La poesía como documento histórico
Generación del 50. La obra de Ángel González expresó una actitud moral y un compromiso con su tiempo, una épica de la derrota
Juan José Lanz
Sábado, 6 de septiembre 2025, 00:13
Para que yo me llame Ángel González…» En los versos que abren el poemario 'Áspero mundo', y que pueden leerse al completo en estas páginas, ... aparecían ya las claves de una trayectoria de más de cincuenta años que culminó con la aparición póstuma de 'Nada grave' (2008): el intento de construcción de una identidad en la escritura que paradójicamente encuentra su reflejo en los otros. Lo que el poema trata de conformar es «el árbol genealógico del sufrimiento a lo largo de generaciones enteras»; una cadena que conduce al nacimiento de Ángel González en Oviedo el 6 de septiembre de 1925.
Era el hermano pequeño de una familia ilustrada y progresista y creció sin padre. Apenas tenía dos años cuando Pedro González Cano, un pedagogo republicano, decidió someterse a una operación de rodilla para corregir su cojera. A las pocas horas, sufrió una infección y murió. La Guerra Civil les castigó con más ausencias. Su hermana Maruja fue apartada de su puesto de maestra por la Comisión Depuradora de Enseñanza. El hermano mayor, Pedro, tuvo que huir de Oviedo para salvar su vida y el mediano, Manuel, lo intentó pero fue interceptado y lo mataron.
Después de la guerra, Ángel enfermó de tuberculosis y se trasladó a Páramo de Sil, en León. Rodeado de aire puro, se volcó en la lectura y afianzó su vocación poética, que le acabaría reportando los más altos galardones del género. En 1985 obtuvo el Premio Príncipe de Asturias de las Letras y una década después, el Reina Sofía de poesía hispanoamericana. En 1997 entró en la RAE, que le había rechazado en dos ocasiones, con un discurso sobre 'Las otras soledades de Antonio Machado'.
Nada de eso parecía posible cuando tras estudiar Derecho en Oviedo se marchó a Madrid en 1950, pero en su madurez obtuvo todos los reconocimientos a una trayectoria que desarrolló en una doble andadura: por un lado, una indagación en la construcción de la identidad personal; por otro, una progresiva conciencia de que esa identidad personal sólo puede ser social, colectiva, fundida con aquellos que comparten la misma circunstancia histórica, marcada por la guerra y la dictadura franquista. Quizás sea eso lo que une a los poetas de la promoción de Ángel González, aquella Generación del 50 que, en su sector más vinculado al realismo social y al realismo crítico, se fotografió en febrero de 1959 en Collioure para homenajear a Antonio Machado y dar existencia a ese cuerpo generacional.
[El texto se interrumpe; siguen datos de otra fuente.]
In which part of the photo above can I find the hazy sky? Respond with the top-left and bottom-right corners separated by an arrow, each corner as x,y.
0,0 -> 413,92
Es esa característica la que otorga también a la poesía de Ángel González una dimensión de «documento histórico»; no sólo porque da testimonio de una época, sino porque su propia intimidad es el resultado de una construcción histórica y el lenguaje viene condicionado por su enfrentamiento con los discursos de poder que consolidan las ideologías dominantes.
Siempre defendió que la poesía es una forma de compromiso histórico de la escritura. «La Historia de la poesía, la Historia de la literatura -escribirá en 1963- no es más que un fragmento de la Historia, que siempre es del hombre». Y la poesía crítica es «expresión de una actitud moral, de un compromiso respecto a las cosas más graves que suceden en la Historia». Esos poemas hablan del sujeto que se encarna en ellos, y viceversa; porque el poeta no puede existir fuera de la Historia.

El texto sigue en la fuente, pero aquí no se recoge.